Would you require a permit for this? I wouldn't if the axles and wheels were still on it but without them i'm not sure.


----------



## Beniah Naylor (Dec 29, 2021)

Yes.

How is it anchored down? Will it rack because they have cut massive garage doors in the side? What about zoning regulations?


----------



## mark handler (Dec 29, 2021)

Yes, I would


----------



## Pcinspector1 (Dec 29, 2021)

Rick18071 said:


> Would you require a permit for this?


Yes it would have to be permitted prior to existing. 

Also check to see it IBC 2018 Appendix N has been adopted, this may allow the structure to be in compliance.

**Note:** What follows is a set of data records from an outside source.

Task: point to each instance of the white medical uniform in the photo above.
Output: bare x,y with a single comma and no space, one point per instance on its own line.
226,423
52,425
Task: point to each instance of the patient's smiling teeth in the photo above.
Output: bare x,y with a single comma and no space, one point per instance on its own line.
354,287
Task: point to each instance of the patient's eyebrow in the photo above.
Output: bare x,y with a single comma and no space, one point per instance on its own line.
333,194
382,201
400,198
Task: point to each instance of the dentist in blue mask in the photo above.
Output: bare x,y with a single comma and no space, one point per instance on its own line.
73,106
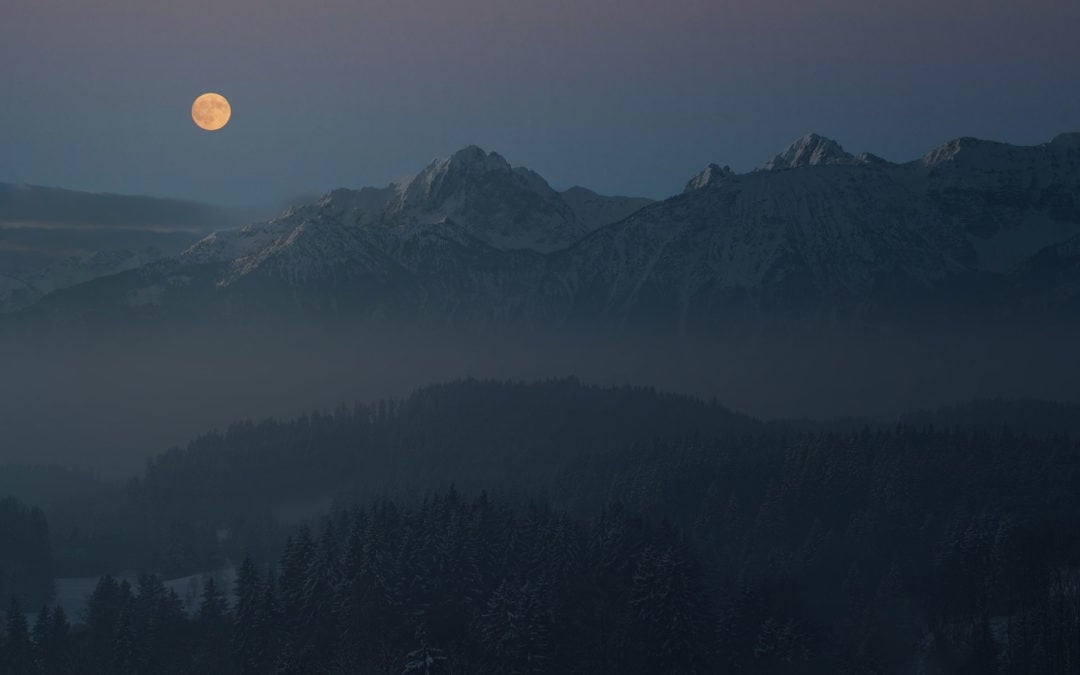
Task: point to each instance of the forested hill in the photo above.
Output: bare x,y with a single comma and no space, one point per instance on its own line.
499,436
887,549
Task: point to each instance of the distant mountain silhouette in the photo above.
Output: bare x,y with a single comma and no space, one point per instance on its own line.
51,238
977,227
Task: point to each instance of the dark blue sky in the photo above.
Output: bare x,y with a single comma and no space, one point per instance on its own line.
629,96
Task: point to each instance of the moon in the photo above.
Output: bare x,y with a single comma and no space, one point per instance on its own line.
211,111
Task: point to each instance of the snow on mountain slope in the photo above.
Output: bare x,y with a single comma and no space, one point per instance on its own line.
831,237
707,176
16,293
810,150
820,231
595,211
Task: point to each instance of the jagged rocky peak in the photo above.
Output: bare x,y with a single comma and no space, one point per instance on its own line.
966,148
869,158
710,175
443,176
810,150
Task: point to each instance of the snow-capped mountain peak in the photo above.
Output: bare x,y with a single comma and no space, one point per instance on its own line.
710,175
810,150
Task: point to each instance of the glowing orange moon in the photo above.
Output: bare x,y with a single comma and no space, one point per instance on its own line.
211,111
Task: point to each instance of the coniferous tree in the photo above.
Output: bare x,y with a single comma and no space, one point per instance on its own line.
213,629
250,626
18,655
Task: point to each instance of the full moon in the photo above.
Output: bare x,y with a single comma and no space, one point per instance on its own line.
211,111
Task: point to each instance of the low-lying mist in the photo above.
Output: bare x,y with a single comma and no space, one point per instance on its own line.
107,400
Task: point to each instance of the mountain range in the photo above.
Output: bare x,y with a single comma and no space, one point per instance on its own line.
972,226
52,238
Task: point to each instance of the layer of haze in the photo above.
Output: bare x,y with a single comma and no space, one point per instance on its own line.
108,402
625,96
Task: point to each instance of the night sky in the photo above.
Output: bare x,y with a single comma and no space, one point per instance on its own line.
628,96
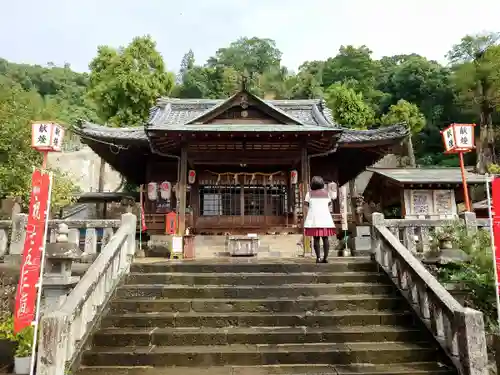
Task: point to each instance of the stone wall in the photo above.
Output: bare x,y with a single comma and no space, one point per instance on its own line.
83,167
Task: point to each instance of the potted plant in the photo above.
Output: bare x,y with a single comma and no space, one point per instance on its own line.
22,357
445,237
7,342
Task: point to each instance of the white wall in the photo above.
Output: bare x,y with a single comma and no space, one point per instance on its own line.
83,167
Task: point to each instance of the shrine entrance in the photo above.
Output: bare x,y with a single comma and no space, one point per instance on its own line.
244,201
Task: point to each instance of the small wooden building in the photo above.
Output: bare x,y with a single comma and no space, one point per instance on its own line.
419,192
241,155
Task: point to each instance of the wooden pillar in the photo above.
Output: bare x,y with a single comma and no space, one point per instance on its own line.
304,177
182,187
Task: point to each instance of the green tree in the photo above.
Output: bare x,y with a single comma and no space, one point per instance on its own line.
250,55
477,79
348,107
17,109
125,82
408,113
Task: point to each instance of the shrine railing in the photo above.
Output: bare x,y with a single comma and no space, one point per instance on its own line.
5,227
459,330
65,329
90,235
416,234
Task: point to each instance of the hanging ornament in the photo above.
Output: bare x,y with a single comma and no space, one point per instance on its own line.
165,190
192,176
153,191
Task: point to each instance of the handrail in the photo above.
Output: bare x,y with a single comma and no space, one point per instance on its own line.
459,330
65,329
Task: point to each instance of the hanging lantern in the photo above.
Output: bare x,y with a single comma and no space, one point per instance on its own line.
192,176
46,136
153,191
165,190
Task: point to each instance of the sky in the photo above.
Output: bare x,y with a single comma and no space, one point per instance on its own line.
69,31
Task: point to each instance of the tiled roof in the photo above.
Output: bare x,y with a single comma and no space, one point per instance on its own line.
428,175
89,130
397,131
172,112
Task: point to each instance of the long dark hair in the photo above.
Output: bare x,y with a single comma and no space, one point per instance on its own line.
317,183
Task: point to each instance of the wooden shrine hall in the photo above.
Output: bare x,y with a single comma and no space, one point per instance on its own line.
240,165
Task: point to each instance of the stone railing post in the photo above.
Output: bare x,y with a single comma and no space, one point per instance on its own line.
17,238
4,240
129,221
470,222
471,342
377,219
58,281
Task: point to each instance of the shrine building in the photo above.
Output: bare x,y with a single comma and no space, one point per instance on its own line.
239,165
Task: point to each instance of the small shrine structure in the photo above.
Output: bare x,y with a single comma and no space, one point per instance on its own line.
236,165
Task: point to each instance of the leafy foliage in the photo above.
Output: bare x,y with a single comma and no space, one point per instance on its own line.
125,82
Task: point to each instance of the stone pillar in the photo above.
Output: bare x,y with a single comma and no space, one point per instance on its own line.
57,280
470,222
17,238
182,187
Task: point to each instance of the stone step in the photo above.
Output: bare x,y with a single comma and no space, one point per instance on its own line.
253,278
250,291
253,335
301,304
418,368
307,319
252,355
338,264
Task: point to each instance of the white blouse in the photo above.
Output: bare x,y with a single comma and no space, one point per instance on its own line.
318,214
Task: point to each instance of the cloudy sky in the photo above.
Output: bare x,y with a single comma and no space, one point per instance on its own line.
69,31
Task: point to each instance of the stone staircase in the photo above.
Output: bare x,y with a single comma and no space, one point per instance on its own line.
248,317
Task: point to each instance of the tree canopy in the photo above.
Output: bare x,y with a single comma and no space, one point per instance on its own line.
361,91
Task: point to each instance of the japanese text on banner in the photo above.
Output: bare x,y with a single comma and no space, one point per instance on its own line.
495,207
32,252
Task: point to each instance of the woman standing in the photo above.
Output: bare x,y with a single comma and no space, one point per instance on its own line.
319,223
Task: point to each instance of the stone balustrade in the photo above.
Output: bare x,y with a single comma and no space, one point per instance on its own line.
459,330
416,234
85,233
64,330
5,227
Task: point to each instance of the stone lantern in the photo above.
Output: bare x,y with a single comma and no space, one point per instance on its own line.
59,258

There is a company near us taking these containers and modifying them into bank buildings. They look pretty nice, and hard to tell that they are containers. They do a nice jobe with the modifications.

Your photo does not look like they meet any energy codes!


----------



## ICE (Dec 29, 2021)

If it made it through plan check it would require a permit.


----------



## Sifu (Dec 29, 2021)

yes


----------



## tbz (Dec 29, 2021)

I guess my questions are it looks like its old, just because the wood ramps are new, can you establish when it became part of the landscape?

Once I knew when it arrived at its current place, I would then verify that against the requirements in the AHJ at that time.

IF permitting was required, then move forward, but yes to a permit under current PA requirements, maybe no depending on when it became part of the landscape.


----------



## Rick18071 (Dec 30, 2021)

This was not in my area. I think I would require a permit I just wanted to know what others thought.


----------